By the turn of the century, the age of low pressure sodium was seen as coming to an end. Research in white light technologies, especially metal halide and a renewed interest in compact fluorescent coupled with the advantages of using white light at low lighting levels, saw the end of the low pressure sodium lamp’s dominance. Its use was discouraged in the specifications, lantern manufacturers started to wind down their production and bulb manufacturers followed suit.

By the end of the first decade of the 2000s, low pressure sodium was in stark decline, and less and less of the UK’s streets were being lit by its characteristic orange glow.

Name: ELECO HW 745
Date: Late 1950s - Early 1960s
Dimensions: Length: TBA, Width: TBA, Height: TBA
Light Distibution: Semi Cut-Off (BS 1788:1951)
Lamp: 140W SO/H (90W SOX)

The top of the canopy acted as the secondary optical system, being stove enamelled white to reflect further flux.

facing profile This lantern was originally sited along Cambridge Road, Milton. It was probably installed in the late 1950s or early 1960s; and survived until the Cambridgeshire-Northamptonshire PFI swept it away. I rescued it for the collection.

front profile It still had its original bowl and refractor plates. Given that these had not gone milky with age - a sign of UV exposed Perspex - then I believe this lantern was fitted with the more expensive acrylic bowl and refractors. (All of the lanterns along this stretch of road were in equally good condition but I was only able to save one).

trailing profile The only problem with the bowl was an ancient crack along the end - this can be seen in this photo. The vertical spreading effect of the refractor can also be seen - this would've fashioned the flux from the lamp into a main beam to cast down the road.

canopy It was a very clean and tidy lantern and only required a wash. The stainless steel hinges and catches had performed especially well and even retained their shine.

logo The maker's logo was cast into the lantern’s canopy – which was standard for most ELECO lanterns. The model number was also cast into the underside of the canopy: in this case is was the model number which was HW 745 1A SIDE (the "SIDE" signifying "Side Entry").

pedestrian view The extruded spigot can be clearly seen in this view. This gave the lantern a slightly "dropped" appearence when it was mounted on a bracket and viewed from the street.

vertical The bowl was held in position by a bowl ring which can be seen here. The bottom of the bowl itself was flat; a later version of the lantern had an inverted "V" cast into the base of the bowl to further distribute and diffuse the flux emitted directly below the lantern.

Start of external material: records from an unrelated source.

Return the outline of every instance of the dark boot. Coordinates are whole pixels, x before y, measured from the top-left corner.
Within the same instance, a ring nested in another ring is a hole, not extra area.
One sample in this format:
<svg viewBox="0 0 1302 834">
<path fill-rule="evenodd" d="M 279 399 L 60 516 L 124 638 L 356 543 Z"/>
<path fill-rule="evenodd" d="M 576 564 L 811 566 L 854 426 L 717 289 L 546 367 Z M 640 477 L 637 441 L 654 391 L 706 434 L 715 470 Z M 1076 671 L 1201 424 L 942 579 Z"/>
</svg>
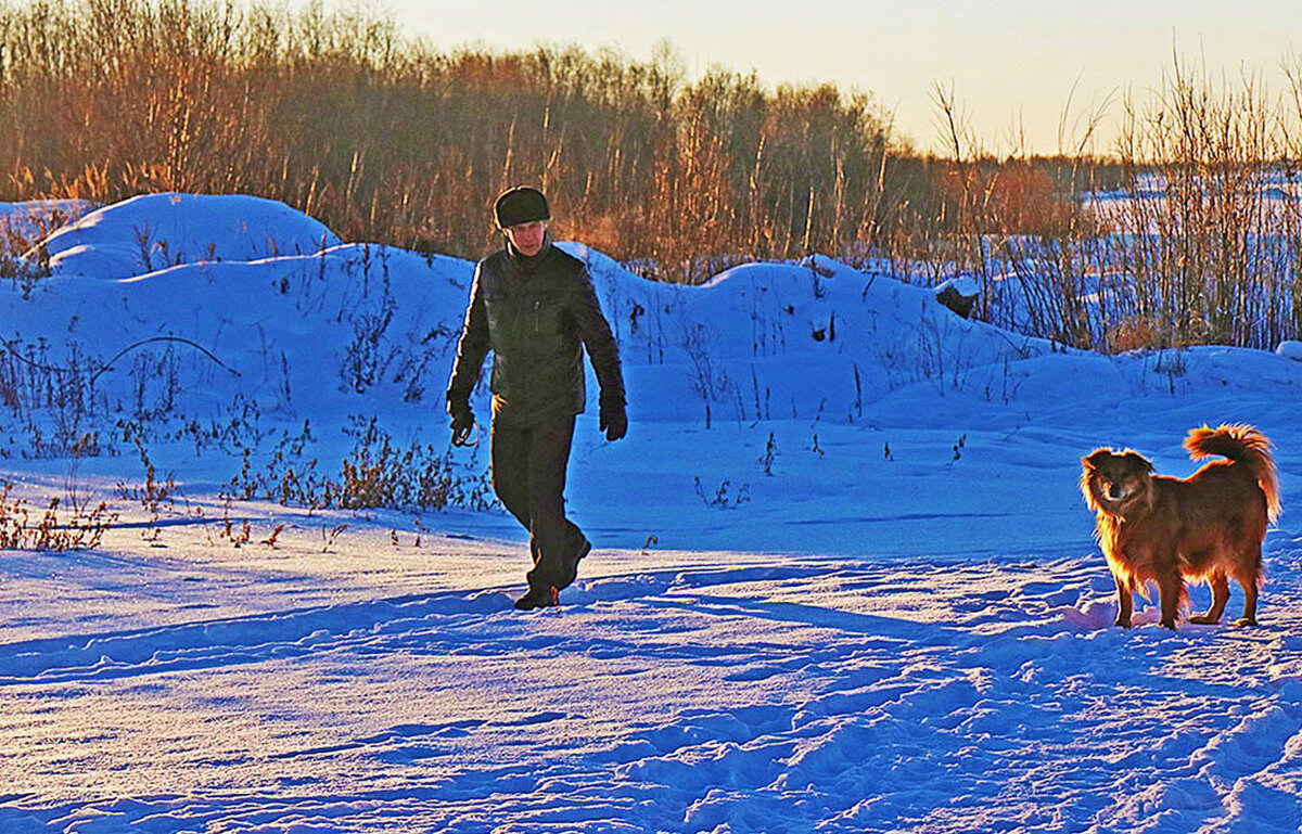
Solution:
<svg viewBox="0 0 1302 834">
<path fill-rule="evenodd" d="M 559 605 L 557 592 L 553 585 L 529 588 L 525 596 L 516 600 L 516 608 L 522 612 L 531 612 L 535 608 L 551 608 Z"/>
</svg>

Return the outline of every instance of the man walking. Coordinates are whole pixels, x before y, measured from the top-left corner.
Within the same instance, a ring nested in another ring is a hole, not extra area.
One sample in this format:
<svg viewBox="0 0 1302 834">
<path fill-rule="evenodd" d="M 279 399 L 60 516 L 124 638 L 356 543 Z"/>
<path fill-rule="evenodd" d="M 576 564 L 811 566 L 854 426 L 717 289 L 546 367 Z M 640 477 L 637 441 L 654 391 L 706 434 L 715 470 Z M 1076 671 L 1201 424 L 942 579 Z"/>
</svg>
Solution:
<svg viewBox="0 0 1302 834">
<path fill-rule="evenodd" d="M 505 246 L 475 267 L 466 324 L 448 383 L 453 442 L 475 425 L 470 393 L 493 353 L 492 485 L 529 531 L 534 569 L 516 608 L 556 605 L 592 545 L 565 518 L 565 468 L 574 418 L 587 399 L 583 349 L 602 386 L 600 429 L 620 440 L 629 428 L 620 351 L 583 262 L 552 245 L 542 191 L 514 187 L 493 206 Z"/>
</svg>

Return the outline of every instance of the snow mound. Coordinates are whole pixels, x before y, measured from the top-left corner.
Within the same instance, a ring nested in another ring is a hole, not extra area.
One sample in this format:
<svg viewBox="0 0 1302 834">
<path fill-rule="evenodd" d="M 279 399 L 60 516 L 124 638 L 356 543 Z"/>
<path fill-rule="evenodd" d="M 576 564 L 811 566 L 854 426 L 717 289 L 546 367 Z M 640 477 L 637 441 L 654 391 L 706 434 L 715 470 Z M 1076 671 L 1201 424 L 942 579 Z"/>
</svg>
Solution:
<svg viewBox="0 0 1302 834">
<path fill-rule="evenodd" d="M 186 263 L 311 255 L 339 243 L 323 224 L 275 200 L 146 194 L 86 215 L 43 246 L 55 275 L 118 280 Z"/>
<path fill-rule="evenodd" d="M 1295 342 L 1293 340 L 1282 341 L 1280 342 L 1280 346 L 1275 349 L 1275 353 L 1281 356 L 1302 362 L 1302 342 Z"/>
</svg>

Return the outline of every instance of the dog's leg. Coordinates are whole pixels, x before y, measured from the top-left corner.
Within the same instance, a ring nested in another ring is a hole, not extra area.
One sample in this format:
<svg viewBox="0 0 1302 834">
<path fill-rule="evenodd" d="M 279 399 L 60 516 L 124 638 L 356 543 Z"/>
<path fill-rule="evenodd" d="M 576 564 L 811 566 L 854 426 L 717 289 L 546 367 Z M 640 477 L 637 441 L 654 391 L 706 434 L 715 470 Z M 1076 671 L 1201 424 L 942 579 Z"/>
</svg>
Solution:
<svg viewBox="0 0 1302 834">
<path fill-rule="evenodd" d="M 1130 614 L 1134 612 L 1134 596 L 1130 593 L 1130 582 L 1122 579 L 1116 572 L 1112 574 L 1112 580 L 1117 583 L 1117 626 L 1122 628 L 1130 627 Z"/>
<path fill-rule="evenodd" d="M 1225 612 L 1225 604 L 1229 602 L 1229 579 L 1221 571 L 1216 571 L 1212 574 L 1211 585 L 1212 606 L 1207 609 L 1206 614 L 1190 617 L 1189 622 L 1203 626 L 1213 626 L 1220 622 L 1220 615 Z"/>
<path fill-rule="evenodd" d="M 1243 588 L 1243 615 L 1234 621 L 1236 626 L 1256 625 L 1256 583 L 1262 578 L 1262 544 L 1253 546 L 1250 553 L 1247 563 L 1251 565 L 1251 570 L 1246 576 L 1243 574 L 1234 576 Z"/>
<path fill-rule="evenodd" d="M 1170 567 L 1157 576 L 1157 592 L 1161 595 L 1161 625 L 1174 631 L 1176 618 L 1180 615 L 1180 602 L 1185 596 L 1185 579 L 1180 575 L 1174 559 L 1172 559 Z"/>
<path fill-rule="evenodd" d="M 1243 615 L 1234 621 L 1236 626 L 1256 625 L 1256 578 L 1240 580 L 1243 587 Z"/>
</svg>

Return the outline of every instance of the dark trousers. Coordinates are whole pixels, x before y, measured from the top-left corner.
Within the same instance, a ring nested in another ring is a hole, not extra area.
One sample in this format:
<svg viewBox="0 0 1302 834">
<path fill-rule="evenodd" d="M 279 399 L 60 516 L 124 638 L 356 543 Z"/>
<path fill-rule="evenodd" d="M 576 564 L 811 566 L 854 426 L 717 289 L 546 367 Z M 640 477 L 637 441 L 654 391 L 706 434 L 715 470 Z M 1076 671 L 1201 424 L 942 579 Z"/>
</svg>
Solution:
<svg viewBox="0 0 1302 834">
<path fill-rule="evenodd" d="M 587 544 L 583 531 L 565 518 L 565 468 L 573 438 L 573 414 L 527 425 L 492 422 L 492 488 L 529 531 L 530 588 L 560 591 L 574 582 L 577 556 Z"/>
</svg>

open bowl The interior of the lantern was rather fussy and complex with bosses and flattened extrusions. This suggested the canopy was made for a lantern which did accomodate gear but it was modified as the design evolved. The lantern included a cable clamp, earthing screw, porcelain terminal block, lampholder assembly and lamp steady. The lamp steady was angled so, when turned 180°, could engage with a smaller length lamp. The extruded threaded hole for the lamp steady was marked "POS1"; the two flattened circular areas next to it were labeled "POS2" and "POS3" - this allowed for difficult lamp lenghts until someone came up with the idea of the angled lamp steady. The four corners of the underside of the canopy had extruded screw holes to allow a reflecting plate to be installed, and which formed a secondary optical system. This wasn't fitted in this example.

This example was probably installed in the 1960s and remained standing and unaltered (with the exception of a photocell) until 2016 when it was removed as part of the Cambridgeshire-Northamptonshire PFI. It was then rescued and added to the collection. The only blemish was a slight crack in the bowl - not bad for over 60 years of service.